Many thanks - is the function of the 'de' here to indicate that you are expecting there to be banknotes and coins other than five lira notes in the change too?


----------



## Rallino

Precisely


----------



## seitt

Much obliged and best wishes.


----------



## Reverence

People usually tend to consider constructing simpler and shorter sentences until they feel confident enough in their command of a given language. Here are a couple alternatives:

- Üstünü beşlik verebilir misiniz?
- Beşlik olursa, bir zahmet...


----------



## seitt

Many thanks - excellent advice for beginners is there too.



> - Üstünü beşlik verebilir misiniz?


Would that not mean that you want only a 5 lira note (or five lira notes) in your change?


----------



## SARI7

seitt said:


> Many thanks - excellent advice for beginners is there too.
> 
> 
> Would that not mean that you want only a 5 lira note (or five lira notes) in your change?
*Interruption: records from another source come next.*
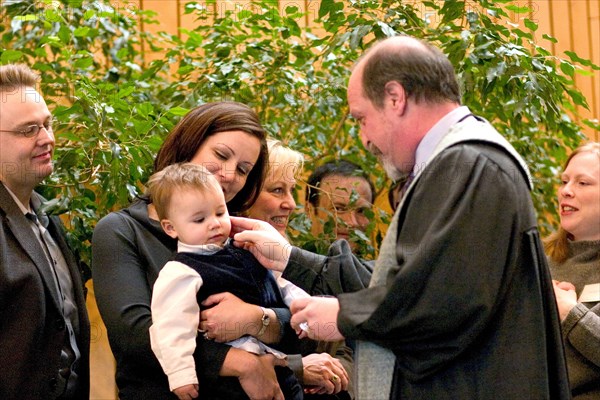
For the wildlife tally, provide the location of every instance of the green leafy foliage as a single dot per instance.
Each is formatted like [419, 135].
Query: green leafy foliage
[116, 90]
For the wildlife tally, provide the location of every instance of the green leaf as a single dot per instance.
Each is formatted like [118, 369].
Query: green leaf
[530, 24]
[567, 68]
[82, 31]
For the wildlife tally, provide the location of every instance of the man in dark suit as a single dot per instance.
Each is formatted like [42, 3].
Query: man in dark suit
[44, 327]
[460, 304]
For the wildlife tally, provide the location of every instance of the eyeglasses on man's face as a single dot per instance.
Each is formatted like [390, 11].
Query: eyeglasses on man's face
[31, 130]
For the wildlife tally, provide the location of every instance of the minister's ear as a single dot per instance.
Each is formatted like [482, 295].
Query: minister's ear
[168, 228]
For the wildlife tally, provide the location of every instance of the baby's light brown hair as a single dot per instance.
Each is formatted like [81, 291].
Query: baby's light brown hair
[163, 184]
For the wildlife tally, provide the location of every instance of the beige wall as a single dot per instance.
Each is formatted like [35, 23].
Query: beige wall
[574, 23]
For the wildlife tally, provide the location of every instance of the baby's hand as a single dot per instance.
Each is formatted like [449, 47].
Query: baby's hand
[187, 392]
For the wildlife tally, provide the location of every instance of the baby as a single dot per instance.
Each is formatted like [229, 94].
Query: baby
[191, 207]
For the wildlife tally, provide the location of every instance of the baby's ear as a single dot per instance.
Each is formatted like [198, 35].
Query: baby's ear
[168, 228]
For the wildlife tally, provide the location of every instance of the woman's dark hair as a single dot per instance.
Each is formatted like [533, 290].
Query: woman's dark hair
[182, 144]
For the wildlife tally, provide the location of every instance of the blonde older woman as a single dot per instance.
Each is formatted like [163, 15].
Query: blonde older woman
[574, 256]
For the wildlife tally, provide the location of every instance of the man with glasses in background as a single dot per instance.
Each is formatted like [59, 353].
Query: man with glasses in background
[44, 327]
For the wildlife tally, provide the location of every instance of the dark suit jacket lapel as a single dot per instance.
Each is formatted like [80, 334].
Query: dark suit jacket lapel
[21, 229]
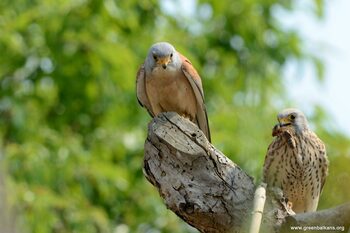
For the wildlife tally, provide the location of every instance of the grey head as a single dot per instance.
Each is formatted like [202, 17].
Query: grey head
[294, 118]
[162, 55]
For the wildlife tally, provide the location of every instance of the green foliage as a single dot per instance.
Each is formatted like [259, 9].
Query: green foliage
[72, 133]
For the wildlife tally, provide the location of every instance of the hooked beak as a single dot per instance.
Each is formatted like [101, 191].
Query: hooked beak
[164, 61]
[284, 122]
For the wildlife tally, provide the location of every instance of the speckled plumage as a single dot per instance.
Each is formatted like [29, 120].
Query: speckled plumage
[167, 82]
[296, 161]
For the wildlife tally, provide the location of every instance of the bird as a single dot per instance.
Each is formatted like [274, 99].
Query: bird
[168, 82]
[296, 161]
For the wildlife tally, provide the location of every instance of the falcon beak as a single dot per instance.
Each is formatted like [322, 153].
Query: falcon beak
[284, 121]
[164, 61]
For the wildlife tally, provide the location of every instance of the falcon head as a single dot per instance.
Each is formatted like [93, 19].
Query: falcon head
[163, 56]
[292, 118]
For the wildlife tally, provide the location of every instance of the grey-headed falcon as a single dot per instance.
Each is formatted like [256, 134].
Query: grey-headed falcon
[296, 161]
[167, 82]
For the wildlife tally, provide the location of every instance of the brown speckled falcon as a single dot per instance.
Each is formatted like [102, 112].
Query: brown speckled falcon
[167, 82]
[296, 161]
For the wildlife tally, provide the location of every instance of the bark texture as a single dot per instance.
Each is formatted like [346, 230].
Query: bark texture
[210, 192]
[196, 181]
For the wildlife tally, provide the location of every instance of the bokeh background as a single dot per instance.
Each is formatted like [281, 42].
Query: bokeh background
[72, 132]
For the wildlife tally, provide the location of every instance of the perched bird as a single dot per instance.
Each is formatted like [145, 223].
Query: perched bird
[167, 82]
[296, 161]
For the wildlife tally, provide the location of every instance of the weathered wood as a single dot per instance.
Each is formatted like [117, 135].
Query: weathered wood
[196, 181]
[258, 208]
[209, 191]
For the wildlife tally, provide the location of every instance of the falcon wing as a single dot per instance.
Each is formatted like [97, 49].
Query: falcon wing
[323, 160]
[196, 84]
[141, 90]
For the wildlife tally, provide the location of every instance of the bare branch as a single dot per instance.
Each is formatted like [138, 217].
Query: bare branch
[210, 192]
[258, 208]
[197, 182]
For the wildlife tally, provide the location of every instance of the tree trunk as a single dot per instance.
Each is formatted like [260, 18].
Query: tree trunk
[209, 191]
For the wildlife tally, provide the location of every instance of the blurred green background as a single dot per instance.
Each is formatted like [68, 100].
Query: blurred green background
[72, 132]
Yes, it means you want all your change in 5s.


----------



## Reverence

seitt said:


> Would that not mean that you want only a 5 lira note (or five lira notes) in your change?



Indeed. Assuming you only need one 5-lira note and don't care how the rest is returned, we can change the examples as follows:

- Bir tane beşlik verebilir misiniz?
- Bir tanesi beşlik olursa, bir zahmet...

If using the word "para üstü" is really necessary, a possible way to add that is:

- Para üstünün içinde bir tane beşlik olabilir mi?

It's indeed difficult to include "para üstü" and keep it short at the same time. It will only serve to lengthen the sentence without adding anything of substance.


----------



## seitt

Many thanks, excellent.


----------